A Virginia Beach husband and wife scammed small businesses out of $1 million, while claiming to work out of a Trump building in New York City.
Ronald A. Smith, 60, and his co-defendant and wife, Terri Beth Miller, 53, both pleaded guilty to federal charges for their roles in the scheme, according to prosecutors. Smith was sentenced to 10 years in prison, while Miller is scheduled to be sentenced this week.
The couple created an internet-based company, Business Development Group, that offered help to businesses get loans guaranteed by the Small Business Association in exchange for a fee, prosecutors said.
Between August 2012 and February 2018, the duo reached out to potential customers and made several false statements including they were headquartered at the Trump Building in New York Cit.
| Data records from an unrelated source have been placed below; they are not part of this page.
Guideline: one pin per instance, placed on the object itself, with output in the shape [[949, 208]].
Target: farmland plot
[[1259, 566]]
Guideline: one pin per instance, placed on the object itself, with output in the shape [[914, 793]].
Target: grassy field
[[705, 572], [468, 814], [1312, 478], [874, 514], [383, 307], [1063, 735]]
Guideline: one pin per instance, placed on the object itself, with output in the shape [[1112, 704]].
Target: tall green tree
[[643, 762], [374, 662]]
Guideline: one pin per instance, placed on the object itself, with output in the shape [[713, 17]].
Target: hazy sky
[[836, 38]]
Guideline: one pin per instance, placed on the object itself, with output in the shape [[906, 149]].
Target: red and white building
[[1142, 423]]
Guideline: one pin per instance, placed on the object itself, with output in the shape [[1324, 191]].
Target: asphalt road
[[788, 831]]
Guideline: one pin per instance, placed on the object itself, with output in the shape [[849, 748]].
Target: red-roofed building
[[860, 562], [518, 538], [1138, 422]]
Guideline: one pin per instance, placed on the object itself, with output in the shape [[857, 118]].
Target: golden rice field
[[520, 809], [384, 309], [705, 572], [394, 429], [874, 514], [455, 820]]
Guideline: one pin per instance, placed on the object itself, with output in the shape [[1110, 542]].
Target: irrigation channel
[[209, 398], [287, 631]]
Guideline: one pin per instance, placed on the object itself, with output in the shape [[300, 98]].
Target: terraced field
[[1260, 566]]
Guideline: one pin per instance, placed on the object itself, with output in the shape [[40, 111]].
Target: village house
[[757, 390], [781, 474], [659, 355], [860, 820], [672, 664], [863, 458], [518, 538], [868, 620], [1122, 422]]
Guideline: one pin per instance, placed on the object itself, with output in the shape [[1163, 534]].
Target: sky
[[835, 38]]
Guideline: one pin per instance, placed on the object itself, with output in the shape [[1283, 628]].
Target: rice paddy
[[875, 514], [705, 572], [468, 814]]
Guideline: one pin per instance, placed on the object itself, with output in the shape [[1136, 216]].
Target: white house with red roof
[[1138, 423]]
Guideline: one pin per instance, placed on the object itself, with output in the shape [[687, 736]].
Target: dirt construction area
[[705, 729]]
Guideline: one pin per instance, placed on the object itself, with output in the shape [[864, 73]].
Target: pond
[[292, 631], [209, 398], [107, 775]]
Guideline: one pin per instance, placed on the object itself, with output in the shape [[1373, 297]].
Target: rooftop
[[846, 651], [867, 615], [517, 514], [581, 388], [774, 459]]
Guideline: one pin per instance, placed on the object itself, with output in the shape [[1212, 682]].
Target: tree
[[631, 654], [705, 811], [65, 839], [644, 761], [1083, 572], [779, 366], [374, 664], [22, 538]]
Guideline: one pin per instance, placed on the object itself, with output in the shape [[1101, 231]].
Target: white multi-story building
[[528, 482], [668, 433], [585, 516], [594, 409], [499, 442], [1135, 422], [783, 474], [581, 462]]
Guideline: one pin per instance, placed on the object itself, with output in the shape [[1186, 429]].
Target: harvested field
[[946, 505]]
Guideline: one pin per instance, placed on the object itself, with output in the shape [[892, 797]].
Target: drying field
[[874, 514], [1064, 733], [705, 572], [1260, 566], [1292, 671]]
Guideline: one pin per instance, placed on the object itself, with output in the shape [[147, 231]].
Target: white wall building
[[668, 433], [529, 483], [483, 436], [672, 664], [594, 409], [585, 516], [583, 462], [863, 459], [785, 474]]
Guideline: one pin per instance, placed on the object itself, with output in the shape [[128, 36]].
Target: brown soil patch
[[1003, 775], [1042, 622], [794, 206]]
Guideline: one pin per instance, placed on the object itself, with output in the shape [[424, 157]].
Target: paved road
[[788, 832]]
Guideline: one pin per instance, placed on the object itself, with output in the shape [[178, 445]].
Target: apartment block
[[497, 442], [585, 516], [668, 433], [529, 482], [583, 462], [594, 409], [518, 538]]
They also said they had offices in Las Vegas, according to prosecutors.
The duo said they had a favorable relationship with banks and assisted other well-known companies land Small Business Administration Loans.
The couple offered a money-back guarantee, but used fraud to deny refunds, according to prosecutors.
Smith and Miller reportedly solicited 1,669 customers, who paid roughly $1 million in fees to get the loans, prosecutors said. Most victims never received a loan.
“This kind of fraud reaches deep into the community by striking at struggling businesses and people trying to hold onto their livelihoods. It is unconscionable that anyone would attempt to steal from the community using the SBA loan program to line their own pockets,” said Brian Dugan, Special Agent in Charge of the FBI’s Norfolk Field Office. “The FBI is committed to rooting out this kind of fraud. Anyone with information on SBA loan program and other COVID-19 related fraud is asked to submit a tip to the FBI at tips.fbi.gov.”
Prosecutors also said Smith committed more fraud by submitting false applications for unemployment compensation during the COVID-19 pandemic in Virginia. In total, Smith got nearly $10,000 in unauthorized unemployment payments.
It's not Smith's first run-in with the law. He was prosecuted for a similar scam in 2006 and was sentenced to seven years in prison.